CEO Mark Zuckerberg told analysts: “I think that there's an opportunity to introduce AI agents to billions of people in ways that will be useful and meaningful." (Meta now over three billion people using at least one of its apps on a daily basis -- as of March 2023 -- and approximately 3.8 billion people using at least one monthly.)
“We're exploring chat experiences and WhatsApp and messenger, visual creation tools for posts and Facebook and Instagram and ads, overtime video and multimodal experiences as well” he added on the earnings call.
“I expect that these tools will be valuable for everyone from regular people to creators to businesses.”
Paid use of WhatsApp Business for enterprise messaging has grown by 40% quarter-over-quarter.
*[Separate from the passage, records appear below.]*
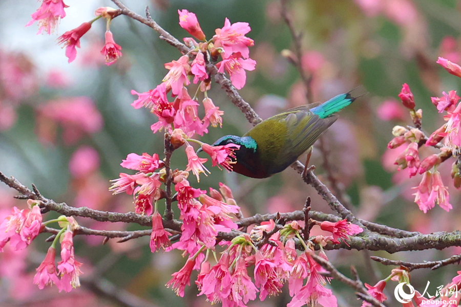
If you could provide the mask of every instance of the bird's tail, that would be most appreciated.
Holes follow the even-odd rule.
[[[320,118],[325,118],[346,107],[356,98],[357,97],[352,97],[350,93],[341,94],[309,111],[318,115]]]

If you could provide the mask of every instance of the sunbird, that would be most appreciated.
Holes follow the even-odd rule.
[[[357,98],[349,92],[311,108],[294,107],[263,120],[242,137],[225,136],[212,146],[240,145],[235,151],[233,170],[248,177],[266,178],[294,163],[338,119],[335,114]]]

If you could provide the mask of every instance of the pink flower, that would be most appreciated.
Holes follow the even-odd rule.
[[[252,59],[243,59],[239,52],[233,54],[216,64],[219,72],[224,73],[225,69],[230,76],[232,85],[237,90],[241,90],[246,82],[246,73],[245,71],[254,70],[255,65],[256,61]]]
[[[417,173],[418,169],[420,168],[420,156],[418,155],[417,143],[412,142],[408,145],[405,153],[405,160],[407,163],[407,167],[408,167],[408,173],[411,178]]]
[[[447,212],[453,209],[453,207],[449,203],[450,195],[448,194],[447,187],[444,185],[440,173],[437,170],[432,173],[432,190],[431,191],[431,194],[433,194],[435,195],[435,203],[441,208]]]
[[[69,170],[72,177],[89,177],[99,167],[99,155],[94,148],[82,145],[77,149],[69,162]]]
[[[62,127],[62,137],[66,145],[79,140],[85,134],[98,132],[102,128],[102,117],[89,97],[65,97],[40,105],[37,109],[37,134],[41,141],[53,142],[56,125]]]
[[[176,199],[178,200],[178,207],[181,210],[181,214],[188,211],[187,208],[192,204],[192,200],[199,196],[201,194],[205,194],[206,191],[195,189],[190,186],[187,180],[175,185],[175,189],[178,192]]]
[[[345,239],[347,239],[349,236],[360,233],[363,231],[363,229],[361,227],[351,224],[350,222],[347,222],[345,218],[336,223],[325,221],[321,223],[320,228],[322,230],[329,231],[333,234],[332,242],[335,244],[340,243],[338,239],[339,238],[345,240]]]
[[[164,250],[167,247],[171,246],[171,242],[168,238],[169,235],[171,234],[163,228],[162,216],[156,211],[152,215],[152,233],[149,244],[151,251],[154,253],[160,248]]]
[[[378,117],[383,120],[404,120],[405,109],[396,100],[393,99],[386,100],[376,109]]]
[[[58,37],[58,43],[64,43],[66,47],[66,56],[69,58],[69,63],[75,59],[77,50],[80,48],[80,38],[91,28],[91,23],[83,23],[73,30],[68,31]]]
[[[245,306],[248,301],[254,300],[256,298],[258,289],[248,276],[246,264],[243,257],[240,257],[237,259],[230,284],[230,295],[226,299],[222,299],[223,306],[232,306],[233,304],[234,306]],[[229,304],[230,302],[232,302]],[[227,305],[226,302],[229,304]]]
[[[121,47],[115,43],[112,32],[106,31],[106,45],[101,50],[101,54],[106,57],[106,64],[112,65],[122,56]]]
[[[43,218],[40,207],[37,205],[33,206],[31,210],[25,210],[24,213],[26,219],[21,226],[19,234],[21,239],[29,245],[40,233]]]
[[[205,108],[205,118],[203,120],[209,121],[213,127],[217,127],[219,124],[219,126],[222,127],[222,118],[221,117],[224,115],[224,111],[219,111],[219,107],[215,105],[213,100],[208,97],[203,99],[202,103]]]
[[[45,260],[37,268],[37,273],[34,276],[34,283],[38,285],[38,289],[43,289],[46,286],[54,283],[58,288],[60,288],[60,281],[57,276],[54,259],[56,257],[56,249],[51,247]]]
[[[384,290],[384,287],[386,287],[386,280],[380,280],[378,283],[373,286],[371,286],[365,282],[365,286],[368,289],[368,294],[380,302],[383,302],[387,299],[386,295],[383,293],[383,291]],[[371,307],[371,304],[365,301],[362,304],[362,307]]]
[[[248,47],[255,45],[255,41],[245,34],[251,31],[248,23],[236,23],[230,25],[227,18],[222,29],[215,30],[216,34],[213,36],[215,47],[222,47],[224,58],[227,58],[233,53],[240,53],[245,58],[249,56]],[[239,56],[240,57],[240,56]]]
[[[433,132],[426,141],[426,146],[434,146],[438,144],[439,142],[447,136],[445,132],[446,128],[447,125],[445,124]]]
[[[120,178],[111,180],[111,182],[114,183],[109,188],[109,190],[112,191],[114,194],[126,192],[127,194],[131,195],[134,191],[136,182],[143,180],[145,178],[145,175],[142,173],[135,174],[134,175],[129,175],[125,173],[120,173],[119,176]]]
[[[442,94],[444,95],[443,97],[431,97],[432,104],[437,107],[439,113],[444,111],[452,112],[459,101],[459,96],[456,95],[456,91],[450,91],[448,94],[443,92]]]
[[[423,179],[417,187],[412,188],[416,189],[414,202],[425,213],[434,208],[435,195],[431,193],[432,189],[432,173],[427,171],[423,175]]]
[[[165,68],[170,72],[162,80],[165,82],[167,90],[171,89],[173,95],[180,95],[184,85],[191,83],[187,78],[187,73],[191,70],[189,65],[189,57],[183,55],[177,61],[173,60],[165,64]],[[180,97],[180,98],[182,98]]]
[[[186,171],[192,170],[193,173],[197,177],[197,181],[200,182],[200,178],[199,176],[200,173],[203,173],[206,176],[208,175],[205,172],[205,171],[207,171],[208,173],[211,173],[203,165],[203,163],[208,161],[208,159],[199,158],[195,153],[194,147],[190,145],[187,145],[185,150],[187,156],[187,167],[185,169]]]
[[[437,60],[436,63],[439,64],[452,75],[461,77],[461,67],[457,64],[455,64],[441,57],[438,57],[438,59]]]
[[[39,28],[37,34],[45,31],[51,34],[54,32],[59,18],[66,17],[64,9],[68,7],[69,6],[66,5],[62,0],[43,0],[41,6],[32,14],[32,20],[26,26],[38,21]]]
[[[179,14],[179,25],[181,28],[197,39],[205,40],[205,34],[200,28],[195,14],[190,13],[187,10],[178,10],[178,14]]]
[[[72,288],[80,287],[79,276],[82,272],[80,267],[82,264],[75,260],[74,255],[74,243],[72,240],[73,233],[72,231],[66,231],[61,243],[61,261],[58,262],[57,268],[61,275],[61,290],[70,292]]]
[[[435,154],[431,155],[421,162],[421,164],[420,165],[419,173],[422,174],[430,170],[434,166],[438,165],[441,162],[441,159],[438,155]]]
[[[172,274],[173,277],[166,283],[166,287],[173,286],[176,295],[184,297],[184,289],[186,285],[191,285],[191,274],[195,266],[195,258],[189,258],[184,267],[179,271]]]
[[[152,201],[154,195],[139,194],[136,195],[135,201],[135,213],[142,215],[150,215],[154,210]]]
[[[444,116],[445,120],[448,120],[445,128],[447,138],[445,139],[445,146],[453,152],[453,156],[457,156],[461,152],[461,122],[459,121],[461,115],[461,104],[458,105],[452,112],[448,112],[448,115]]]
[[[206,67],[205,66],[205,57],[203,54],[199,52],[192,61],[191,71],[194,75],[194,83],[196,84],[199,81],[203,81],[208,78],[206,73]]]
[[[203,277],[202,291],[199,295],[205,294],[212,303],[227,299],[232,290],[232,277],[229,273],[229,254],[223,254],[218,263]]]
[[[414,98],[408,84],[404,83],[402,85],[402,91],[399,94],[399,97],[402,100],[404,106],[412,110],[414,109]]]
[[[404,136],[395,137],[391,140],[391,141],[387,144],[387,148],[390,149],[394,149],[400,146],[401,145],[405,144],[406,142],[406,138]]]
[[[38,205],[31,210],[13,207],[11,213],[0,224],[0,252],[9,242],[14,250],[25,248],[40,232],[42,217]]]
[[[293,296],[293,298],[287,304],[287,307],[301,307],[305,304],[315,305],[317,303],[329,307],[338,306],[337,300],[333,295],[331,290],[324,287],[326,283],[325,278],[321,275],[321,273],[326,273],[326,271],[310,256],[310,253],[313,252],[312,251],[307,251],[299,257],[301,257],[302,255],[304,256],[305,260],[303,261],[304,264],[303,266],[305,266],[305,268],[303,268],[302,271],[305,272],[306,269],[308,269],[307,281],[305,285],[301,287],[298,291],[294,291],[292,284],[294,284],[291,282],[289,283],[290,295]],[[323,253],[321,252],[319,255],[327,259],[326,255]],[[293,269],[294,271],[295,268]],[[290,281],[291,281],[290,276]],[[296,284],[296,288],[299,288],[302,285],[302,279],[301,280],[301,284],[299,283]]]
[[[200,272],[197,276],[197,279],[195,280],[195,284],[197,284],[197,288],[199,291],[202,291],[202,288],[203,287],[203,279],[209,273],[209,262],[207,261],[202,262],[200,265]]]
[[[157,154],[154,154],[152,156],[145,152],[142,154],[142,156],[130,154],[127,156],[127,159],[122,161],[120,165],[125,168],[144,172],[154,171],[163,166],[163,161],[159,160],[158,155]]]
[[[166,98],[166,87],[164,83],[161,83],[154,90],[150,90],[144,93],[139,93],[134,90],[132,90],[131,94],[137,95],[138,96],[138,98],[131,104],[131,105],[136,109],[143,106],[149,108],[155,108],[155,106],[160,102],[163,103],[168,102]]]
[[[232,164],[236,163],[234,151],[239,148],[240,145],[232,143],[220,146],[211,146],[206,143],[202,145],[202,149],[211,157],[213,166],[219,164],[229,171],[232,170]]]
And Zuckerberg said that augmenting this with AI will grow it further: “I expect that a lot of interest in AI agents for business messaging, and customer support will come once we nail that experience.” he added.
Meta AI investment: We'll be more open, says Zuck
Meta open-sourced LLaMA, a set of large language models ranging from 7 billion to 65 billion parameters in February under a non-commercial research licence, spawning a host of bespoke LLMs powered by it. LLaMA was released under a research-only licence, but Zuckerberg suggested that it was exploring a more open approach.
Zuckerberg told analysts that this approach would be to Meta’s benefit: “Right now most of the companies that are training large language models have business models that lead them to a closed approach to development.
“I think that there's an important opportunity in the industry to help create an open ecosystem.
“If we can help be a part of this, then much of the industry, I think, will standardize on using these open tools and help improve them further. So this will make it easier for other companies to integrate with our products and platforms as we enable more integrations. That will help our product stay at the leading edge as well.”
("LLaMA is a model that we only really made available to researchers... lot of the work that we're doing, I think we would aspire to and hope to make even more open than that. So we'll need to figure out a way to do that" he added during a Q&A.)
Meta noted at the time of LLaMA’s release that, “unlike [DeepMind’s] Chinchilla, [Google’s] PaLM, or [OpenAI’s] GPT-3, we only use publicly available data, making our work compatible with open-sourcing, while most existing models rely on data which is either not publicly available or undocumented…”
Pressed by analysts if the future involved ChatGPT-like Meta AI APIs for business integration, Mark Zuckberg said: "I view this more as a kind of back-end infrastructure advantage with potential integrations on the product side, but one that should hopefully enable us to stay at the leading edge and integrate more broadly with the community and also make the way we run all this infrastructure more efficient over time."
Pointing to the company's work releasing PyTorch and Open Compute (respectively, a machine learning library and a hardware optimisation project) he said that both had helped, after their public release, to "incorporate both innovation and scale efficiency into our own infrastructure. Our incentives, I think, are basically aligned towards moving in this direction. Now that said, there's a lot to figure out, right? So I mean you asked if there are going to be other opportunities. I hope so. I can't speak to what all those things might be now... The better we do with the foundational work, the more opportunities, I think, that will come and present themselves."